Lee notes that organisations that have so far been “mostly protected” will effectively become exposed.

This reflects growing concern that AI is accelerating both sides of the cyber equation, heightening the urgency for defensive adoption.

Trusted Access for Cyber 

OpenAI is also scaling its TAC programme, a controlled initiative that gives vetted cybersecurity professionals secure access to advanced AI tools for defensive use.

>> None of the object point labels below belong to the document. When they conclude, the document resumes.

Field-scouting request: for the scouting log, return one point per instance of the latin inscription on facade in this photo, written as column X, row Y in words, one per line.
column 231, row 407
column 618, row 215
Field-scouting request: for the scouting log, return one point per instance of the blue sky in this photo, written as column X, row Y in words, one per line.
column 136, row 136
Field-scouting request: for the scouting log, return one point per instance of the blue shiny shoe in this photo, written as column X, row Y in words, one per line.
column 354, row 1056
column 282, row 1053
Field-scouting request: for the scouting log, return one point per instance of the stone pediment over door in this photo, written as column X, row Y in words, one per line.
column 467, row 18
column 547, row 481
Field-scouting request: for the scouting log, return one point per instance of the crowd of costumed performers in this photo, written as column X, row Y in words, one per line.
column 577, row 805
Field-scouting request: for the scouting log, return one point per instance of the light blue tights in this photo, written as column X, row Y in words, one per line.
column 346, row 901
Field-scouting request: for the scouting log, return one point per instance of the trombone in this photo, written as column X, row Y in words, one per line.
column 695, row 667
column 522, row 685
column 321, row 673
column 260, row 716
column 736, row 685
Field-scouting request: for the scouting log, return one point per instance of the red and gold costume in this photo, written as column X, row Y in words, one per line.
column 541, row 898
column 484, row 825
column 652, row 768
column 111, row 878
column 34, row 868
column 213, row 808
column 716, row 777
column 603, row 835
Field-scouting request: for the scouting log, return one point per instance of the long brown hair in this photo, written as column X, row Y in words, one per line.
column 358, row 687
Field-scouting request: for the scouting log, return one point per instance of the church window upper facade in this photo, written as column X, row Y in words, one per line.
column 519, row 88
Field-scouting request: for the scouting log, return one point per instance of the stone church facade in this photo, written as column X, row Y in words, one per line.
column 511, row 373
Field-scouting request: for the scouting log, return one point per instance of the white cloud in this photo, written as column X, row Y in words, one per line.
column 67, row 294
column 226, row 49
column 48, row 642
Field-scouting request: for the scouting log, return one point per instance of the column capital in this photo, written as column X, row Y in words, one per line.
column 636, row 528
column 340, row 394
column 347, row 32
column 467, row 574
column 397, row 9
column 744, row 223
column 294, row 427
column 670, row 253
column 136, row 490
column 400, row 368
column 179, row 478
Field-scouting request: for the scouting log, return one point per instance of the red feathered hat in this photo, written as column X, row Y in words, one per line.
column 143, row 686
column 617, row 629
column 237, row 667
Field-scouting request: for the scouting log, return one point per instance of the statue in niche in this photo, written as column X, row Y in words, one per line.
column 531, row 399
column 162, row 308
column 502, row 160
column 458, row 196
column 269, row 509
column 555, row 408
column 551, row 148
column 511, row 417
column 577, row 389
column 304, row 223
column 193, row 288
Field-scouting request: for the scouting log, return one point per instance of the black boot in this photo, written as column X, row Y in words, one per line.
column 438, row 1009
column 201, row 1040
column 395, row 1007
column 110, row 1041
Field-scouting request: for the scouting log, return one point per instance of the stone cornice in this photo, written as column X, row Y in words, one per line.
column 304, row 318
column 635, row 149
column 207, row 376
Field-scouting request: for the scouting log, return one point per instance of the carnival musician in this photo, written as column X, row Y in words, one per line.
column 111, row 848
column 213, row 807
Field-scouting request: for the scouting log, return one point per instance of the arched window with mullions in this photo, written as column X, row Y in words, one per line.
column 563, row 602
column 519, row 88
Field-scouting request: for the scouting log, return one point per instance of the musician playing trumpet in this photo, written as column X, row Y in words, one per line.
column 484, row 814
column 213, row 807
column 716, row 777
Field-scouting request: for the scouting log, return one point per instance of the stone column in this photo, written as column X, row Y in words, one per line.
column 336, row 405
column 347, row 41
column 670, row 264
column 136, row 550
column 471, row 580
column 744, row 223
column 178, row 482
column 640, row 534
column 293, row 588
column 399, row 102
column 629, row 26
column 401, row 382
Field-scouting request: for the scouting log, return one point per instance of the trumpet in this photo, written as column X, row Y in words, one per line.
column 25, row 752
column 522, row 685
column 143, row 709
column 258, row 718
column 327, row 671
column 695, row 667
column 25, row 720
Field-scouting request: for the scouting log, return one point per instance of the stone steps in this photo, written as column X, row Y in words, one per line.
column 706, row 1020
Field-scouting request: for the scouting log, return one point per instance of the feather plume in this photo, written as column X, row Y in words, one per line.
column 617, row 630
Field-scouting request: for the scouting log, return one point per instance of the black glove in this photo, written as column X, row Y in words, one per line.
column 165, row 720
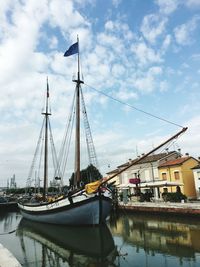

The programme relies on identity verification and organisational validation to ensure that only trusted users can access higher-capability tools.

This enables security teams to use AI for research, vulnerability analysis and system hardening while maintaining strict safeguards.

“The top AI labs are building for defenders now,” says George Kurtz, CEO of CrowdStrike.

“CrowdStrike continues to lead the market in secure AI adoption, trusted by AI leaders and organisations of all sizes to accelerate the world's AI revolution.

“Thanks Sam Altman and Greg Brockman for your first frontier model purpose-built for defenders.”

His remarks underline the growing collaboration between AI developers and cybersecurity firms as defensive applications become a primary focus of frontier model deployment in fintech security.

Shift towards AI driven defence

OpenAI’s approach combines specialised models, controlled access and ecosystem support to strengthen cyber defence capabilities across financial services.

Alongside GPT-5.4-Cyber and the Trusted Access programme, the company is investing in security research and infrastructure protection efforts.

OpenAI had previously launched Codex Security to help defenders identify and fix vulnerabilities at scale.

The company notes: “Since the recent launch, Codex Security has contributed to over 3,000 critical and high fixed vulnerabilities, along with many more lower-severity fixed findings across the ecosystem.”

The direction reflects a broader industry shift towards AI-driven defence systems that identify and mitigate vulnerabilities earlier in the software lifecycle for financial applications.

As models become more capable, the emphasis is moving towards controlled deployment that balances innovation with security oversight.